A topic name must satisfy the following:

  • is not empty: ‘’ or None
  • is not a reserved name: the only one currently is the value of pub.ALL_TOPICS
  • starts with any of ‘-‘, 0-9, a-z, A-Z (so UNDERSCORE ‘_’ not allowed; it is reserved)

This applies to all levels of a topic path, i.e. the items between ‘.’. For example the following are not allowed: ‘a.’, ‘.a’, ‘.’, ‘a..b’, etc.

If a topic name does not satisfy the above, PyPubSub raises pub.TopicNameError.

Some functions in PyPubSub raise an exception if the topic doesn’t exist:

  • pub.isValid(listener, topicName)()
  • pub.validate(listener, topicName)()
  • pub.isSubscribed(listener, topicName)()
  • pub.unsubscribe(listener, topicName)()
  • pub.unsubAll(topicName)()

since the operation does not make sense: it does not make sense, for example, to test if given listener is valid if topic does not exist!

By default,

  • PyPubSub does not complain about topic names that have never been subscribed to.
  • subscribing a listener to a topic never used before ‘creates’ the topic.

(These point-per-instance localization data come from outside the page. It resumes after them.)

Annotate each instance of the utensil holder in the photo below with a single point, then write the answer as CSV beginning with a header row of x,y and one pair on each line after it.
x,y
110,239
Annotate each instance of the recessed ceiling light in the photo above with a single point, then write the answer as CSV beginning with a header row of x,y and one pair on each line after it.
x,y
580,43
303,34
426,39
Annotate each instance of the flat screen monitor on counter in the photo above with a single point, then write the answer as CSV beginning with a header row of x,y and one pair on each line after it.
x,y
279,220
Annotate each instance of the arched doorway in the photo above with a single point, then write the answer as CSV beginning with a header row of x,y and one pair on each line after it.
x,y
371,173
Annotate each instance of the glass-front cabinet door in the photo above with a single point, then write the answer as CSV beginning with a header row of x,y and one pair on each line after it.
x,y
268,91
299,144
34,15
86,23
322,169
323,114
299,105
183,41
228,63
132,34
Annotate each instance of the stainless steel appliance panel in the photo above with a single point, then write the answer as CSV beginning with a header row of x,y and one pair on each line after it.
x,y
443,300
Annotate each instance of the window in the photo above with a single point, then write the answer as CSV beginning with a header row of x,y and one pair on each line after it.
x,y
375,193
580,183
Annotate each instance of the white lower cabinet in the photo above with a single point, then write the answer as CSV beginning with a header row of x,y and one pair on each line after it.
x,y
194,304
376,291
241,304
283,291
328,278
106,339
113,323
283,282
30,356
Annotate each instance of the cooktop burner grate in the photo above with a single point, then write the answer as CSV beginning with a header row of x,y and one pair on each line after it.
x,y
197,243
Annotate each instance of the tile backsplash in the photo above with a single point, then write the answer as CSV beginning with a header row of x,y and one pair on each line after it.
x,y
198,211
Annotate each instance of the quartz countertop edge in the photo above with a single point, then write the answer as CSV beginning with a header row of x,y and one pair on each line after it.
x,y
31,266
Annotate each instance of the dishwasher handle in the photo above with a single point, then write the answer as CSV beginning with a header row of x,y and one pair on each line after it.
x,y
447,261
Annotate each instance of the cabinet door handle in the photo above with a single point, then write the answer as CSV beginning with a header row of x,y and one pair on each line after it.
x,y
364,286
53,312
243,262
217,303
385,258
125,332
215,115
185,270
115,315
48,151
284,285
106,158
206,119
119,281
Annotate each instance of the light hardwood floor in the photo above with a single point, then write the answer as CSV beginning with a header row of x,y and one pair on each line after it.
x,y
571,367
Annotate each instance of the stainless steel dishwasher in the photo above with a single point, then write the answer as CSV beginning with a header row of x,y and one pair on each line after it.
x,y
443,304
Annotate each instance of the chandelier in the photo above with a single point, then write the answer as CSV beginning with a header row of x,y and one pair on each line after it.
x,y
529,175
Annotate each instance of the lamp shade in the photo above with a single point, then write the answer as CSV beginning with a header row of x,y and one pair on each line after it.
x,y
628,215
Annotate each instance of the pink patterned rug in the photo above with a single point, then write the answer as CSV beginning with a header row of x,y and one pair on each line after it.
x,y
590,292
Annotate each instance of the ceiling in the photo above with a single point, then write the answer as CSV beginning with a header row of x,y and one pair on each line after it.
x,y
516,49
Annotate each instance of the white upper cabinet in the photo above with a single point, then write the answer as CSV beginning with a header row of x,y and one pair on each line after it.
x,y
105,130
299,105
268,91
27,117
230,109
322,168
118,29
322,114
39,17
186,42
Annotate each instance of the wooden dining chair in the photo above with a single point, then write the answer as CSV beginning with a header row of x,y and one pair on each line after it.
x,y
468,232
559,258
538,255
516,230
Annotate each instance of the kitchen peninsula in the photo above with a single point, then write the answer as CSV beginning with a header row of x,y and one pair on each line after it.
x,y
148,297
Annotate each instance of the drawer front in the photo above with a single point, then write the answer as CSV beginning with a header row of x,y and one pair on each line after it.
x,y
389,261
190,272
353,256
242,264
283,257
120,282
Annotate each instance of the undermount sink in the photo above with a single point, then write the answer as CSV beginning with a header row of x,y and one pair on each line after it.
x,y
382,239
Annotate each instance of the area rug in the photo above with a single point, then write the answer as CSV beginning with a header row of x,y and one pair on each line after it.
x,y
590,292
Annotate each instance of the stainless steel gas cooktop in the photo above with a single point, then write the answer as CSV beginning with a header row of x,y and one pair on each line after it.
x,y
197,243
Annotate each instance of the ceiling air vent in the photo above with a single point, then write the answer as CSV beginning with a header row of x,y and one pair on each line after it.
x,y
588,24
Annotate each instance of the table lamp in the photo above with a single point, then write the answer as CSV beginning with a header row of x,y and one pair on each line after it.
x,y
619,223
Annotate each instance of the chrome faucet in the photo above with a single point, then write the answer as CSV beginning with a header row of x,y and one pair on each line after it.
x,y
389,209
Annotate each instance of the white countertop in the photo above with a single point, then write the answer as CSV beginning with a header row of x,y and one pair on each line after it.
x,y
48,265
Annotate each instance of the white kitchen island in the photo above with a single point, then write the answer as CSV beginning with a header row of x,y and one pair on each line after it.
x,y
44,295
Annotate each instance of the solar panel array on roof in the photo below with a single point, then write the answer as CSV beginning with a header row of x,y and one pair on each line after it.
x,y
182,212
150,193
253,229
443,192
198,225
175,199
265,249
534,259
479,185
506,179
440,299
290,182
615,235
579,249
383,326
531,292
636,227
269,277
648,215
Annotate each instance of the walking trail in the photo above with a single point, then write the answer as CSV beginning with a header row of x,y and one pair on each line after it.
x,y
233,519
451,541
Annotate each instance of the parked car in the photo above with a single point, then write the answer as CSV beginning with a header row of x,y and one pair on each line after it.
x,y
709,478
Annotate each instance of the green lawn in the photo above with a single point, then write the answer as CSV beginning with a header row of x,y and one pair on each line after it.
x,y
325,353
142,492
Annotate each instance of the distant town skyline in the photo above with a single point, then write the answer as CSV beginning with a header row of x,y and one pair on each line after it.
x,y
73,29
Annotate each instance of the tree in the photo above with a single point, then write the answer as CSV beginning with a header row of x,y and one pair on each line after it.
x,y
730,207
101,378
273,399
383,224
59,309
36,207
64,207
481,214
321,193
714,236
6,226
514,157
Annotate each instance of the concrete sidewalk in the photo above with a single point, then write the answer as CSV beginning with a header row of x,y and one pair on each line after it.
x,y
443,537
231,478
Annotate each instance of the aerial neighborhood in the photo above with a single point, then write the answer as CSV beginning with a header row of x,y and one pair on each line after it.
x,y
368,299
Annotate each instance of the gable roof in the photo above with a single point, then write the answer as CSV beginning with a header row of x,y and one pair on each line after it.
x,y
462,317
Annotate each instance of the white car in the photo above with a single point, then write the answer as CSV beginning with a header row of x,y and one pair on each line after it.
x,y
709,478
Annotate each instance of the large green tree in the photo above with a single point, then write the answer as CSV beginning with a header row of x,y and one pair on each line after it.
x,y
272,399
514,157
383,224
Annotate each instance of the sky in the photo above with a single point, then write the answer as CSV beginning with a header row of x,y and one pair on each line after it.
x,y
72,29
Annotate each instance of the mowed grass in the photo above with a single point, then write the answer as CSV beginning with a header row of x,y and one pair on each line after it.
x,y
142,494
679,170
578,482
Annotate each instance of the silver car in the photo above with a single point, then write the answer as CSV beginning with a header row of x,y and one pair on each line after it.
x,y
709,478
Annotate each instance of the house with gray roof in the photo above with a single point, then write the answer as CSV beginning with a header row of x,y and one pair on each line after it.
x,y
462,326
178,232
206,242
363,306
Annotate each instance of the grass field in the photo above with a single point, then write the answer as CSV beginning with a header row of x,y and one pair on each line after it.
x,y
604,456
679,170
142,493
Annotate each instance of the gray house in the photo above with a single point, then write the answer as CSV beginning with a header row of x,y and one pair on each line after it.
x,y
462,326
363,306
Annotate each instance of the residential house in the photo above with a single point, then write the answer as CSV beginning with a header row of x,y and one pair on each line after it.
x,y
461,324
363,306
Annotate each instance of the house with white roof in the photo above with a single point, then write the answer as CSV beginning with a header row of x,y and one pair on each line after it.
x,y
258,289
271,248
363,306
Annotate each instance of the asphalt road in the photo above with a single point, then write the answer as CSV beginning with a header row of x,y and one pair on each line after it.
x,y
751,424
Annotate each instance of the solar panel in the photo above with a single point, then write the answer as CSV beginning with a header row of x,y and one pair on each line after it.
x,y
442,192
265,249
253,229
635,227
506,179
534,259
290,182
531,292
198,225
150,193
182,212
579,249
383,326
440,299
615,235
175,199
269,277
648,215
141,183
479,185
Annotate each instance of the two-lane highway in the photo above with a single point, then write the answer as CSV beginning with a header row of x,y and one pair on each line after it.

Hence there is, by default, no way of trapping the following mistakes:

pub.subscribe(listener1, 'topic')  # creates 'topic' topic
# next line has typo in topic name:
pub.subscribe(listener2, 'tpic')   # creates 'tpic' topic
pub.sendMessage('topic') # only listener1 will receive
# next line has typo in topic name:
pub.sendMessage('topc')  # creates 'topc' topic; no listener will receive

These can lead to hard-to-isolate bugs as some listeners never get the messages. To trap such typos, use pub.setTopicUnspecifiedFatal(true)(), and specify all allowed topics at application startup by registering a Topic Definition Provider via pub.addTopidDefnProvider(). Both above typos will then lead to PyPubSub raising TopicDefnError. Note: a provider can easily be created via the pub.exportTopicTreeSpec().